Esri / deep-learning-frameworks

Installation support for Deep Learning Frameworks for the ArcGIS System
438 stars 107 forks source link

Tensorflow 2.13 does not support GPU on Windows #97

Open KDeser opened 4 days ago

KDeser commented 4 days ago

Doe ESRI have a recommended solution to run existing code that utilizes Keras + TF to run custom-developed GPU models? Will downgrading TF break any of the ESRI packages?

TF 2.13 is included in the Deep Learning Framework for Pro 3.3

cleebp commented 4 days ago

Hi we have a note on the readme here about this, unfortunately with the package updates for Pro 3.3 upgrading to python 3.11 and moving to cudatoolkit 11.8.0 our older GPU builds of tensorflow are no longer compatible with the deep learning environment and we had to upgrade to the CPU-only builds of TensorFlow 2.13. This is due to upstream tensorflow dropping support for native windows GPU support in tensorflow 2.10.

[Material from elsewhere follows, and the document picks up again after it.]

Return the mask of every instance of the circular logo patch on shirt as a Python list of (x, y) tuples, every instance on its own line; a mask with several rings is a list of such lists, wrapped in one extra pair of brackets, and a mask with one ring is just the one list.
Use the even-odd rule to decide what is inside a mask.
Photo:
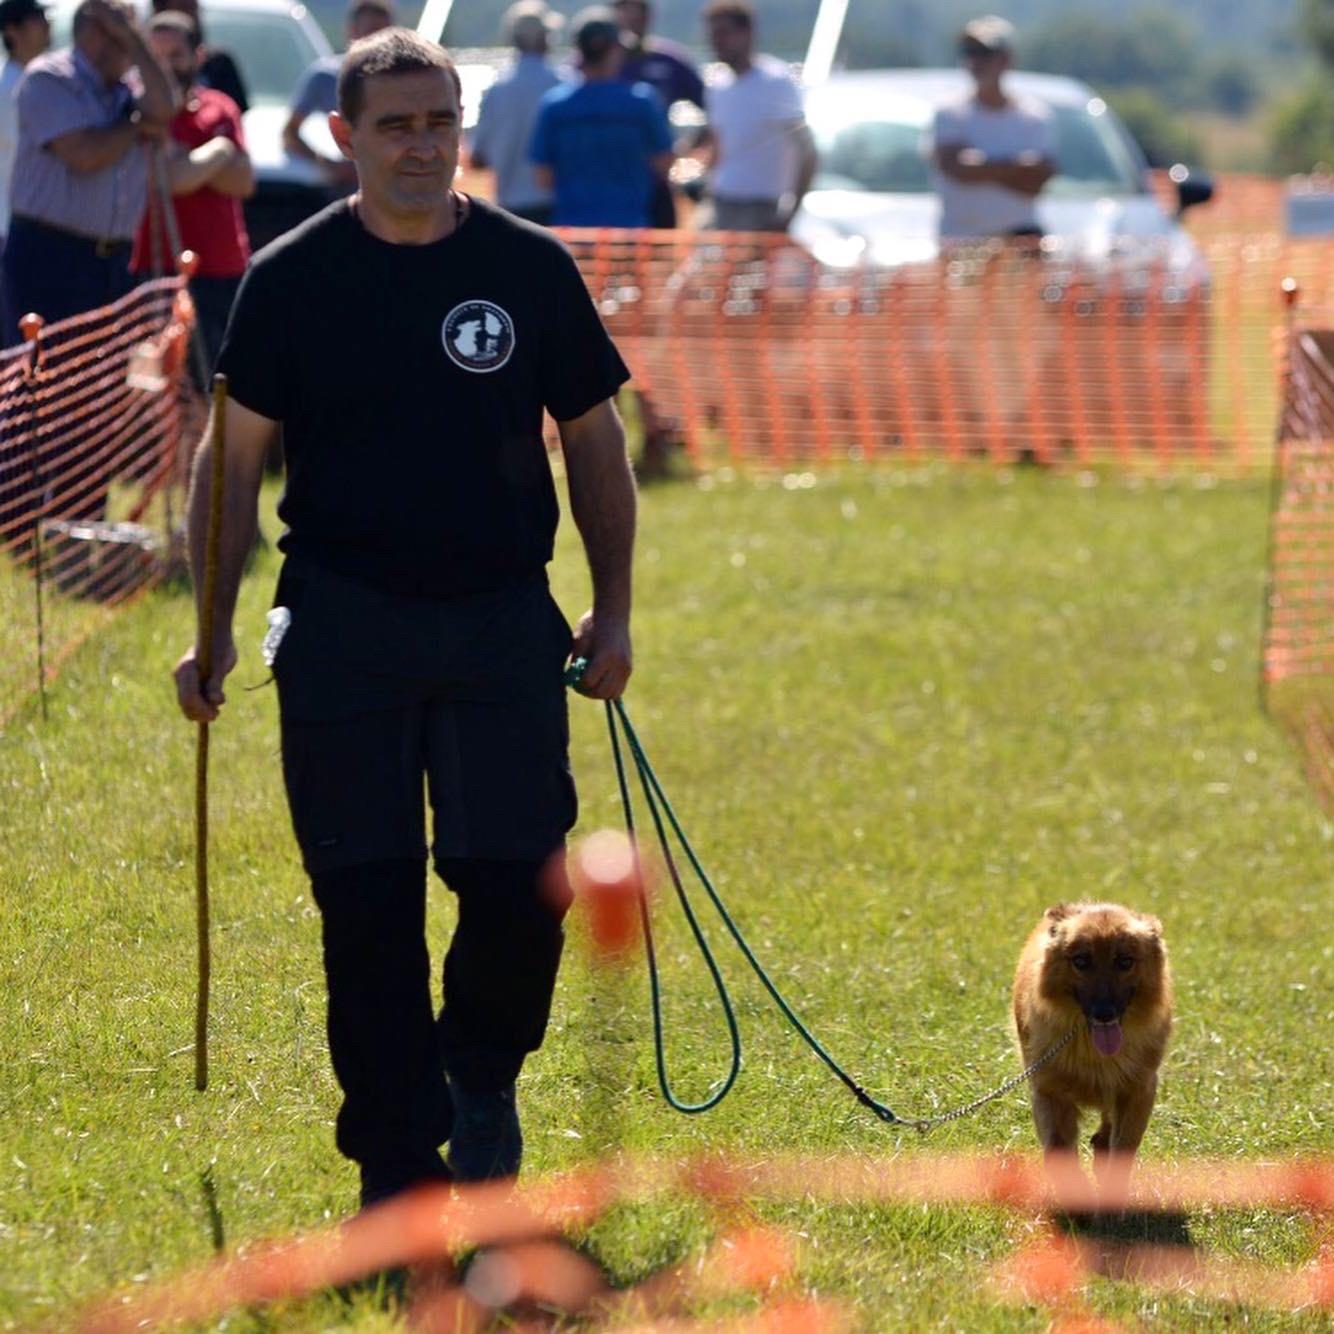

I don't think you will be able to downgrade tensorflow to a windows compatible gpu version and still stay on python 3.11 without breaking the conda environment. We recommend migrating any tf dependent code to pytorch if possible, if this is not an option staying on Pro 3.2 + deep learning has the last supported tensorflow windows gpu builds.

KDeser commented 4 days ago

Thanks. I was thinking that is probably the case.

Currently I'm not using any of ESRI's own DL packages or extensions, but can I assume that all of those fully support GPU acceleration at this point, or in other words, that they're using PyTorch under the hood?

scw commented 4 days ago

The vast majority of the models are PyTorch based, but also some using a variety of other GPU based packages such as mmcv and OpenCV. The limited places that interact with TensorFlow will still work, just be slower as they are constrained to CPU only execution. If you were in a context where you wanted the latest Pro but also wanted a GPU backed TensorFlow, it would be possible with separate environments, you could create an independent conda environment for hosting the old TensorFlow and older Python and have that operate independently, using subprocess to knit the two together if you needed execution from Pro, but that approach is somewhat brittle to maintain.